Par Jean-Jacques Bourdin avec Valérie Létard
Avec Valérie Létard, ministre du Logement et de la Rénovation urbaine
Valérie Létard, ministre du Logement et de la Rénovation urbaine, est l'invitée politique de Jean-Jacques Bourdin
Retranscription des premières minutes du podcast :
- Sud Radio, l'invité politique, Jean-Jacques Bourdin.
- Notre invité ce matin, Valérie Létard, qui est ministre du Logement. Bonjour.
- Bonjour, Jean-Jacques Bourdin.
- Merci d'être avec nous, Valérie Létard. Le logement, on en parle peu, malheureusement, dans les médias. Trop peu.
- Je rappelle quand même à chaque fois que c'est la première dépense d'un foyer, se loger. Donc c'est si important.
- Nous allons voir en détail ce que vous proposez, comme ministre, ce que propose le gouvernement, Valérie Létard.
- La crise politique est là.

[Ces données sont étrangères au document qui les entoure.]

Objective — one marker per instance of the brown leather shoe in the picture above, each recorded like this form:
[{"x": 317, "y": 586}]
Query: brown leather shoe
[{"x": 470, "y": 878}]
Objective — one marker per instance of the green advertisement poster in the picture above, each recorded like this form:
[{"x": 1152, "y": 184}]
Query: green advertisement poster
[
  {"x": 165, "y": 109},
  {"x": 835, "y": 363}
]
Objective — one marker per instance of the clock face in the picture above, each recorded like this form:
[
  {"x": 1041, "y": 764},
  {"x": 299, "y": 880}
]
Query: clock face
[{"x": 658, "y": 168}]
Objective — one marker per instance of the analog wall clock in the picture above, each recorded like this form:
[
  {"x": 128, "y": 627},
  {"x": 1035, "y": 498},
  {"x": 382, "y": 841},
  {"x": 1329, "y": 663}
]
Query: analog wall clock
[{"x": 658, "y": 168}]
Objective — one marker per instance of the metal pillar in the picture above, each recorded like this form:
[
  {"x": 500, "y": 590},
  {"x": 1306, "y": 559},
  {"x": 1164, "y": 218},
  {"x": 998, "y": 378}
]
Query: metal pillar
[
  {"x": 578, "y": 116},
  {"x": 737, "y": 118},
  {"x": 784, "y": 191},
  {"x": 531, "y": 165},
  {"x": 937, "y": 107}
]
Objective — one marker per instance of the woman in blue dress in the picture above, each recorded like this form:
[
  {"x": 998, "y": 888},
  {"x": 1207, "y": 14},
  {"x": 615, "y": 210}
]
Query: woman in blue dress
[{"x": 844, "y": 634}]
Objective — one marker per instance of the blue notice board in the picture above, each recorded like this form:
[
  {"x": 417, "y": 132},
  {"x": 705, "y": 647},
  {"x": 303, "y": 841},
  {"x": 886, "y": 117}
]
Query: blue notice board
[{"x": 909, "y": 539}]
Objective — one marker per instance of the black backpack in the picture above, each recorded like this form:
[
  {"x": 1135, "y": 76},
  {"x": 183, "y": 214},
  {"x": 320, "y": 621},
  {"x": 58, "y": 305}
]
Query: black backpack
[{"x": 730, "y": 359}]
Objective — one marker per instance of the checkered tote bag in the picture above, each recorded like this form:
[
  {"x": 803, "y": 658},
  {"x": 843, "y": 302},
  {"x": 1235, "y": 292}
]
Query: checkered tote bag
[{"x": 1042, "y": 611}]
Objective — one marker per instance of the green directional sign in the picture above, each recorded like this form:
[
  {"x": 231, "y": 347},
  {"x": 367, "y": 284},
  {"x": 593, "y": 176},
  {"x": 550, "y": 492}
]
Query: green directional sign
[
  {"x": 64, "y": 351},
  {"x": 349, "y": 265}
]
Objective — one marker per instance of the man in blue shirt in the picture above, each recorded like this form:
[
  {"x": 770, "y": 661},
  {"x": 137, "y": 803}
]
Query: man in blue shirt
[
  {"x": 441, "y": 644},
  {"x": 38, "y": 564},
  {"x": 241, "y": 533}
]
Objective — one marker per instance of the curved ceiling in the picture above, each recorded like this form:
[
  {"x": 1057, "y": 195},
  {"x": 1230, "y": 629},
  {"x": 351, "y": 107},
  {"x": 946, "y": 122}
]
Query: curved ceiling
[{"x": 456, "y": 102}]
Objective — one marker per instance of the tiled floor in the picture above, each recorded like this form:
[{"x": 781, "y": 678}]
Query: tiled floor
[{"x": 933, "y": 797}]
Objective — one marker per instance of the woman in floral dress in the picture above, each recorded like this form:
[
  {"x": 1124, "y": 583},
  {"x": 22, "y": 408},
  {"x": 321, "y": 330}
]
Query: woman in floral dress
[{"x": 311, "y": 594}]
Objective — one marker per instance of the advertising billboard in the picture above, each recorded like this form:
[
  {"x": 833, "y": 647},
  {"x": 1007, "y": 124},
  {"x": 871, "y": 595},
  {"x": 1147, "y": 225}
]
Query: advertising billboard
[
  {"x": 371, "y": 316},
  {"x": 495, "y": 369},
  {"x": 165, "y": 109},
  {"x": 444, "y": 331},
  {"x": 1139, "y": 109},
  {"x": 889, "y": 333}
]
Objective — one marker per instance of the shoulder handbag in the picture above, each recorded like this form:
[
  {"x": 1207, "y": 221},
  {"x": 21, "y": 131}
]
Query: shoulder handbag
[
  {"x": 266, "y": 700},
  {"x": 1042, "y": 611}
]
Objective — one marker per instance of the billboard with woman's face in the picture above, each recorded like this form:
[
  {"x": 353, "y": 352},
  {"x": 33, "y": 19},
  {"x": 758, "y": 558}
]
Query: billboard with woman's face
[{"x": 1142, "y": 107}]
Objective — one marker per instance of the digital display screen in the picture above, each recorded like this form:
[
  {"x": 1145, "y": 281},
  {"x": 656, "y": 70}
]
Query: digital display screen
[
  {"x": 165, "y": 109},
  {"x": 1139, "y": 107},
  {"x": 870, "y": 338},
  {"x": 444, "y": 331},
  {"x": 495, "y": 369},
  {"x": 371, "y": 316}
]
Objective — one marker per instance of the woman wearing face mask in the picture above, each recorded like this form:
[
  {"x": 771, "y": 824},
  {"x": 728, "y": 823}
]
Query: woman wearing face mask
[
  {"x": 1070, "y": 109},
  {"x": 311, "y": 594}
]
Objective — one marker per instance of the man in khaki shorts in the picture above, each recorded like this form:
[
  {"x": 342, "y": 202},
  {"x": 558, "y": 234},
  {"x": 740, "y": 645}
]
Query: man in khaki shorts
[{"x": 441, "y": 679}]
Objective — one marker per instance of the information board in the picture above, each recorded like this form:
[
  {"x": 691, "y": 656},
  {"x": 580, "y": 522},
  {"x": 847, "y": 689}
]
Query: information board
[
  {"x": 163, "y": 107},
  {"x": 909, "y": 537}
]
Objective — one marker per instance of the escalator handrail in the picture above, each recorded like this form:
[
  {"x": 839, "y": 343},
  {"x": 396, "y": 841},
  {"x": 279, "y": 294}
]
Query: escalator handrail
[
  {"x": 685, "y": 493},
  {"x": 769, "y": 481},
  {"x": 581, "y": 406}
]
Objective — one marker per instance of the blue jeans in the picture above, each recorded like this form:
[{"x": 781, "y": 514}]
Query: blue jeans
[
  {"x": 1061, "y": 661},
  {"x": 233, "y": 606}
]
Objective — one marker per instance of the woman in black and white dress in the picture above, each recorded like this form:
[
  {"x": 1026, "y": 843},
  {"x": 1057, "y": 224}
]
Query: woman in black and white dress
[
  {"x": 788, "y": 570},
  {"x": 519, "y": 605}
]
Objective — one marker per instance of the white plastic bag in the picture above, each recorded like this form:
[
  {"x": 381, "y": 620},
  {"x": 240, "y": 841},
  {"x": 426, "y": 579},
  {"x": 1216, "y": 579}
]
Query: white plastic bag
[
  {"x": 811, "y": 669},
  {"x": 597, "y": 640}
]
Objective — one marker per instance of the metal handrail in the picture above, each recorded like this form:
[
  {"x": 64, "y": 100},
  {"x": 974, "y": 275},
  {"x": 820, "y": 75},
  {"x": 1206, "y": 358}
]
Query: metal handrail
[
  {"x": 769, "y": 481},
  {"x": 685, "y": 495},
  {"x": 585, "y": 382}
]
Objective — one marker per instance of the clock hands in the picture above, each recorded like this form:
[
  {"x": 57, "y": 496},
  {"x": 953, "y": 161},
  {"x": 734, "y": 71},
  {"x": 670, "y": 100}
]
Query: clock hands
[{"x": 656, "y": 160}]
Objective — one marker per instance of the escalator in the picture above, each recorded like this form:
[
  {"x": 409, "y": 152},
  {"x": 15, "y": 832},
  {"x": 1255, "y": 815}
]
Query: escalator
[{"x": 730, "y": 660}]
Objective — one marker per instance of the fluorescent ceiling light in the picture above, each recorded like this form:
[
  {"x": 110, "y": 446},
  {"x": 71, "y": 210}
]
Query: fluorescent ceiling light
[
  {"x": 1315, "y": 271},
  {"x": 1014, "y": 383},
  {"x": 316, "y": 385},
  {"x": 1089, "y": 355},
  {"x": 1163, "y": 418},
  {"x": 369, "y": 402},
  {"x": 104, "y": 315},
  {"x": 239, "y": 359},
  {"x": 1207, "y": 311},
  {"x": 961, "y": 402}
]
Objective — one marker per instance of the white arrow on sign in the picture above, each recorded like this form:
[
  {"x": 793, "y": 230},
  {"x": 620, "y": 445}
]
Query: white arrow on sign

Crise politique avec, en CMP, hier... CMP, c'est la commission mixte paritaire Sénat-Assemblée nationale qui a voté le budget de la Sécurité sociale. Bien. Ce budget va venir à l'Assemblée, revenir à l'Assemblée nationale lundi.
- Que va-t-il se passer ? S'il n'y a pas vote, il y a 49-3. Si le budget n'est pas approuvé, il y a 49-3.
- Et s'il y a 49-3, il y a censure. C'est-à-dire que la crise politique est là, Valérie Létard. Vous êtes en train de la vivre.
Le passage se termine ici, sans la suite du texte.